The justices ruled 6 to 1 that the only thing this prohibits is the recognition of a “marriage substitute,” which it illustrated as civil unions.

A second legal battle was on appeal when Strickland signed the order: State Rep. Thomas Brinkman’s suit to stop Miami University’s same-sex domestic partner benefits.

Brinkman’s case is still on appeal, but on a legal technicality. Ohio State University law professor Marc Spindelman, who has written extensively on the marriage ban amendment, says Brinkman’s suit no longer matters because Carswell settled it.

According to Spindelman, who is gay, anything short of civil unions will be constitutional.

In an earlier challenge, domestic partner benefits for Cleveland Heights city employees were also upheld.

However, Strickland was concerned that the benefits might be ruled unconstitutional when he signed the order.
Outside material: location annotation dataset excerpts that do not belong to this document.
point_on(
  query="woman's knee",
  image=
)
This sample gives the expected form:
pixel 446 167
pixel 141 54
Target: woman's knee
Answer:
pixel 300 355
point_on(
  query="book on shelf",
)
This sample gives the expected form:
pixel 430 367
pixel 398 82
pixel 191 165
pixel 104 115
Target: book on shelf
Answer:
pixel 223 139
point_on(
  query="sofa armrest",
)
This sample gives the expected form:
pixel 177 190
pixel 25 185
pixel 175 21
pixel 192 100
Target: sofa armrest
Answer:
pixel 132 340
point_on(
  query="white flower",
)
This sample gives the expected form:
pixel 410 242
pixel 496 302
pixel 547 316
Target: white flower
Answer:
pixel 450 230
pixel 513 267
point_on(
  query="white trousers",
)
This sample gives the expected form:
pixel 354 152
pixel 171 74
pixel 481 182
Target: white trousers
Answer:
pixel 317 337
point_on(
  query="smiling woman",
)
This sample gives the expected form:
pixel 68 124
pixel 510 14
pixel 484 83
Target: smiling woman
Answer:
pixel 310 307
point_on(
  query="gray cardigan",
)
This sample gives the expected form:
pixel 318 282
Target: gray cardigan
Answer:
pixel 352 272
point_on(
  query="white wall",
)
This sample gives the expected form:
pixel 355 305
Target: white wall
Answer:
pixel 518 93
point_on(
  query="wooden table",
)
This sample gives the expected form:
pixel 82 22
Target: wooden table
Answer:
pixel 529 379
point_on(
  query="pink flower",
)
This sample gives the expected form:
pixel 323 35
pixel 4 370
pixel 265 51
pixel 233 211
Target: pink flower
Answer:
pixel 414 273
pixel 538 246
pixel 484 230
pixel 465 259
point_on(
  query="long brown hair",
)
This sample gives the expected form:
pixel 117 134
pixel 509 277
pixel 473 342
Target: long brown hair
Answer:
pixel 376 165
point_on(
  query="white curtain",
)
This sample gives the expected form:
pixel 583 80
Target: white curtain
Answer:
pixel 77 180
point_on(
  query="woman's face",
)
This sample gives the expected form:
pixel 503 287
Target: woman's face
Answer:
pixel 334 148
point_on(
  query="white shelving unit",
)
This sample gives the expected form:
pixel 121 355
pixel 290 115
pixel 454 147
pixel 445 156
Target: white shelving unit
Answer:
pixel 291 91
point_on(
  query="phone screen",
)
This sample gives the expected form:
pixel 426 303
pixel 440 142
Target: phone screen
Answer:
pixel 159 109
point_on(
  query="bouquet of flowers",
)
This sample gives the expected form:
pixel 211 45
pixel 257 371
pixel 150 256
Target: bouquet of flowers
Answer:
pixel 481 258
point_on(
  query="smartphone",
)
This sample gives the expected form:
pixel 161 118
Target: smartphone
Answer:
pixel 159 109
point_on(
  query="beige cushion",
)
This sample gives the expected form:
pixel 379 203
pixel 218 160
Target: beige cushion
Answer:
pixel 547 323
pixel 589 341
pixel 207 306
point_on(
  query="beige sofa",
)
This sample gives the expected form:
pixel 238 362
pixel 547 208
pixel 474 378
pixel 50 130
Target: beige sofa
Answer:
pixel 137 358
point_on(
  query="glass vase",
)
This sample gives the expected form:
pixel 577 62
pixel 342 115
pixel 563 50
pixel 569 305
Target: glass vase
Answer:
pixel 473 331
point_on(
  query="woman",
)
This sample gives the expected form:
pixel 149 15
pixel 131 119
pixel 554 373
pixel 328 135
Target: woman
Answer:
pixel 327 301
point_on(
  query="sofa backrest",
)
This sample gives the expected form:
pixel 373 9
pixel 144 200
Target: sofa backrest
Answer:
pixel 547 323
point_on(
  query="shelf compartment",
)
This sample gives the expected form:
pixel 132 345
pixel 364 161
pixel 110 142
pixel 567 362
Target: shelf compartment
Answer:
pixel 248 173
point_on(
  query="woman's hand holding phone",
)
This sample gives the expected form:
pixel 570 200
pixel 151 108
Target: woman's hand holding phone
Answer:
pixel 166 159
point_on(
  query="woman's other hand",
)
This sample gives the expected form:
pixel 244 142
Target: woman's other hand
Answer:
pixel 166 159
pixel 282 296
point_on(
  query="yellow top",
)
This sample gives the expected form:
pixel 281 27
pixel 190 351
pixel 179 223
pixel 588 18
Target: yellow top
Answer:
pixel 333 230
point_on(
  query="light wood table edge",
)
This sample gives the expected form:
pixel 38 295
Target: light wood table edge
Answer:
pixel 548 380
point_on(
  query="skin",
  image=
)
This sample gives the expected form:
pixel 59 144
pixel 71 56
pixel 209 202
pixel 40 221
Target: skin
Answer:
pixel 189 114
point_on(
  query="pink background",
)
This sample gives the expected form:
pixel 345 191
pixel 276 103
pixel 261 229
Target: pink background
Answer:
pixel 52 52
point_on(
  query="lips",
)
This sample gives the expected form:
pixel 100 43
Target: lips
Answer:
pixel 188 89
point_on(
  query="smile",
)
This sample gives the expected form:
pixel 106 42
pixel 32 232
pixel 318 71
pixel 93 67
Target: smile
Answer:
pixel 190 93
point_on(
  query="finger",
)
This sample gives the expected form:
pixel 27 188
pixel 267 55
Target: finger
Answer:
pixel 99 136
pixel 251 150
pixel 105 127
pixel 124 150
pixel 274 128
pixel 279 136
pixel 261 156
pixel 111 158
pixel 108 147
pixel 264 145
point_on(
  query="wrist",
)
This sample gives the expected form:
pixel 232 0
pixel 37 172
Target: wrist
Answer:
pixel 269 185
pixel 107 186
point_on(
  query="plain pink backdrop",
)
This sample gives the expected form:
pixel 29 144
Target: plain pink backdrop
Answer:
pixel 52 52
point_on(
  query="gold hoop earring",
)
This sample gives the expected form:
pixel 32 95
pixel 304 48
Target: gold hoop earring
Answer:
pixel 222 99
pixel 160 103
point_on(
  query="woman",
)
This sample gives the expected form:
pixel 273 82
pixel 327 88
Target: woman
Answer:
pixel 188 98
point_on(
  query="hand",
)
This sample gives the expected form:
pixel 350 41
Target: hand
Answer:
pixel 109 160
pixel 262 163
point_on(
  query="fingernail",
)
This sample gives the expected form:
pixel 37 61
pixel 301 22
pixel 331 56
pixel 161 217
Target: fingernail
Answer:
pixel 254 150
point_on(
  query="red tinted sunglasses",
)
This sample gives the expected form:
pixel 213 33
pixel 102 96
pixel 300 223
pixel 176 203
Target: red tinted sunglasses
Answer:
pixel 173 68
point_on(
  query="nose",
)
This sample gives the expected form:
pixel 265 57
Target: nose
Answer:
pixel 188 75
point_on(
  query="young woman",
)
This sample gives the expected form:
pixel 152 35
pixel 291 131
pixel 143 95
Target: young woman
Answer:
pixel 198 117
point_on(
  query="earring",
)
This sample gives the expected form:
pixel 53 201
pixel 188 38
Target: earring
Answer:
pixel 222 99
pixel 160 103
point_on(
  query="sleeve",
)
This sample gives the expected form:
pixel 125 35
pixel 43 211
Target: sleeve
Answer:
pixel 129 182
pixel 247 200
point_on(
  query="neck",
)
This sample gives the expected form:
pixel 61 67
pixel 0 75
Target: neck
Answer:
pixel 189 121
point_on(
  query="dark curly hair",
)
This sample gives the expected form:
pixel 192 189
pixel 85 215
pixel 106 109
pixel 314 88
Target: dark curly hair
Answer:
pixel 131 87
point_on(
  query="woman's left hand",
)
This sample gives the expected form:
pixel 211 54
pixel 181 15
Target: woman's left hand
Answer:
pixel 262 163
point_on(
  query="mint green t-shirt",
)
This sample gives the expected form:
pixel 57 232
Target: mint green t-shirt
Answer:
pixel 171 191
He wanted to see what the courts did.

Strickland said at the time that if the amendment was judged by the courts to limit an employer’s ability to give domestic partner benefits--equal compensation to spousal benefits--it would be impossible for the state to do so.

If Carswell would have gone differently or if Brinkman had won, Strickland reasoned, there would be problems.

“I don’t want to engage myself in a lawsuit that would further divide and exacerbate the problem,” Strickland said in May.

“If the Miami case gives us clarity, we could push for it [benefits], if it’s possible,” Strickland said.

However, now that he has clarity and a green light from the courts, Strickland is being equally clear that he doesn’t intend the order to include benefits, even though, as Dailey concedes, the benefits have a monetary value.

City of Columbus was sued over this

If challenged, Strickland may not be on firm ground.

Though it is not binding on the governor at all, the city of Columbus dealt with the same issue and ruled in favor of partner benefits.

In 2002, Columbus’ Community Relations Commission ruled 9-3 that the city was in violation of its own non-discrimination law by not providing insurance benefits to the partner of James Hartman, a gay Health Department employee.

The 1994 Columbus ordinance has provisions similar to Strickland’s order saying it is an “unlawful discriminatory practice” to discriminate or limit a person’s “wages” or “employment conditions” on the basis of sexual orientation.

The commission hired Capital University law professor Shirley Mays to act as judge in Hartman’s case.

Mays wrote that because the benefits are compensation, and that married couples getting them were being paid more for the same work, the city “must allow coverage to domestic partners of homosexuals” or it was in violation of its own ordinance.

“The city has clearly stated its intention that no discrimination based upon sexual orientation should occur,” wrote Mays.

“Such discriminatory conduct undermines the effectiveness of employees discriminated against, prevents the state from attracting the best available talent to work on behalf of the people of Ohio, and offends the basic notions of human dignity,” says Strickland’s order.

Hartman’s complaint led to litigation between the city and the Community Relations Commission, which was settled under an agreement between the parties.

Subsequently, it also led to political battles lasting nearly a decade including the 1998 passage of the state’s first domestic partner benefits ordinance--and its repeal two weeks later.

The city is currently considering “household benefits,” extended to any member of a household designated by the employee.

Strickland has never clearly indicated whether or not he supports or opposes domestic partner benefits in principle.

Dailey said he would ask the governor and return with an answer soon.